アクティブクエリの監視: pg_stat_activityを使用したパフォーマンスチューニング

データベースが突然遅くなった場合、PostgreSQLが現在何をしているかを知る必要があります。pg_stat_activityは、アクティブなクエリ、アイドルセッション、ロック待機、およびオープントランザクションを表示し、遅いクエリとブロックされたクエリを区別できます。

インシデント時に使用するだけでなく、ルーチンチェック用にいくつかの保存クエリを用意しておくと便利です。以下の例は、検査する必要があるセッションのアクティビティを読み取る権限があるPostgreSQLシステムに焦点を当てています。

pg_stat_activityビューの理解

pg_stat_activityは動的なシステムビューで、データベースクラスタに接続されているサーバープロセスごとに1行のデータを持ちます。これには、クライアントバックエンド、バックグラウンドワーカー、およびアイドル状態だが接続されたままのセッションが含まれます。

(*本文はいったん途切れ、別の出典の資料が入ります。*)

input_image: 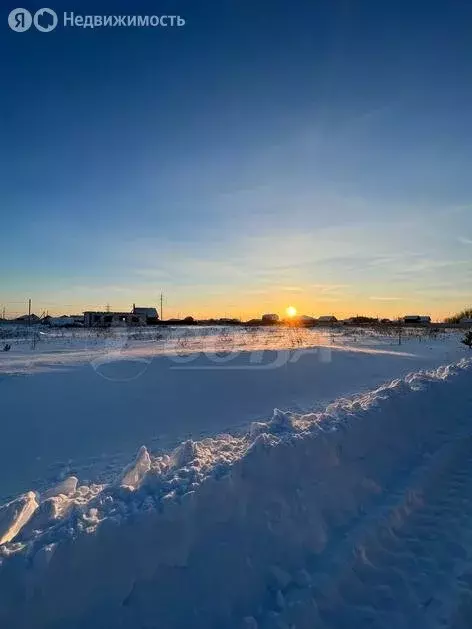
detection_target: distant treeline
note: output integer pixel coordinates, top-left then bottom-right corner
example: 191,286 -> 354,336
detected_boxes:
445,308 -> 472,323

このビューを監視することで、データベースが現在何をしているかを正確に確認でき、突然のパフォーマンス低下のデバッグや、通常のログファイルでは効果的にキャプチャできない一時的な競合問題の診断に非常に役立ちます。

パフォーマンス分析のための主要なカラム

pg_stat_activityには多数のカラムがありますが、パフォーマンス問題を診断する際に重要なものは以下のとおりです。

カラム名 説明 チューニングにおける関連性
pid バックエンドのプロセスID。 セッションのキャンセルまたは終了に必要。
datname このバックエンドが接続しているデータベースの名前。 マルチデータベース環境での監視範囲の特定に役立つ。
usename 接続を開始したユーザー。 特定のアプリケーションまたはユーザーアクティビティを識別する。
application_name 接続しているアプリケーションの名前(クライアントが設定した場合)。 特定のマイクロサービスからの接続を識別するのに最適。
state 現在のアクティビティステータス(例:activeidleidle in transaction)。 バックエンドが何をしているかを示す主要な指標。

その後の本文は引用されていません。